Mercury 2 outpaces Google’s DiffusionGemma on AIME

Inception Labs introduced Mercury 2, a paid closed-weight diffusion LLM that generates about 1,000 tokens per second and scored 90% on AIME 2026 versus DiffusionGemma’s 69.1%.

Inception Labs introduced Mercury 2 on Thursday. The model is a paid, closed-weight diffusion language model that the company says generates about 1,000 tokens per second. In tests on the AIME 2026 math set, Mercury 2 solved 90% of problems; Google’s open-weight DiffusionGemma scored 69.1% on the same set.

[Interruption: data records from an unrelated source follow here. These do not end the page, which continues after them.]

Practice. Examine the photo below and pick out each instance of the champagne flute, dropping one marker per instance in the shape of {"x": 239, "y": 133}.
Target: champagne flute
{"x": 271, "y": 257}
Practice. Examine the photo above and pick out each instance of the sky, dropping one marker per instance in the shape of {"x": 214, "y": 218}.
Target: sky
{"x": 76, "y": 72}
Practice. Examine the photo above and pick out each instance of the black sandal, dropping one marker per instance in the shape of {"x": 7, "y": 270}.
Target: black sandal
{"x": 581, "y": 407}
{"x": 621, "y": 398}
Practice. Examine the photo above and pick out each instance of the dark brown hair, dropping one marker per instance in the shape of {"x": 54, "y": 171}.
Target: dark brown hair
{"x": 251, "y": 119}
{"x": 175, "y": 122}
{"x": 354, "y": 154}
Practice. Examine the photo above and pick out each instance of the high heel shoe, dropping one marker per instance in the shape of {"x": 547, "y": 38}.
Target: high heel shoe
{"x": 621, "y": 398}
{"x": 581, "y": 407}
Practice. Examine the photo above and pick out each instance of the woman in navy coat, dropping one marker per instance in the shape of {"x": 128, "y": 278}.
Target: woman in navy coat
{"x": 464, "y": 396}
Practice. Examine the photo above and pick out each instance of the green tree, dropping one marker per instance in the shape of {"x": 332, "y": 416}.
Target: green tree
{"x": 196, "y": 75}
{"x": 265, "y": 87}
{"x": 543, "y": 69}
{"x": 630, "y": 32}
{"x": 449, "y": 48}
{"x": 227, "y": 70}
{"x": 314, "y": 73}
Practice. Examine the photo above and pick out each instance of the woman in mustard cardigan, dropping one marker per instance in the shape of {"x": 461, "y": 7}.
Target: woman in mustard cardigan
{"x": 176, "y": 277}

Diffusion models build text by starting with a block of random tokens and removing noise across several parallel passes until the output stabilizes. Autoregressive models create one token at a time and select the next token based on what came before. Parallel denoising lets diffusion models produce larger chunks of text at once, which can lower latency for interactive tasks.

Inception compared Mercury 2’s throughput with other models, reporting roughly 1,000 tokens per second versus about 89 tokens per second for Anthropic’s Claude Haiku 4.5 Reasoning and 71 tokens per second for OpenAI’s GPT-5 Mini. Google reported similar speeds for DiffusionGemma and made its weights available on a public model hub.

On other benchmarks the gap was smaller. Mercury 2 scored 77% on GPQA, a PhD-level science test, while DiffusionGemma scored 73.2%. Google’s non-diffusion Gemma 4 scored 88.3% on AIME 2026 and Google’s developer guidance recommends Gemma 4 for applications that require maximum quality.

Companies have begun swapping models in production. Augment Code replaced Anthropic’s Claude Opus 4.7 with Mercury 2 for a context-compaction subagent and reported an 82% reduction in latency and a 90% drop in cost while maintaining comparable output quality, according to a joint case study.

Inception traces its work to research by founder Stefano Ermon, a Stanford professor who co-authored score-based diffusion techniques used in image generators. The startup raised $50 million that included backing from Nvidia’s venture arm and investors Andrew Ng and Andrej Karpathy. Mercury 2 is available via API only and its weights are closed.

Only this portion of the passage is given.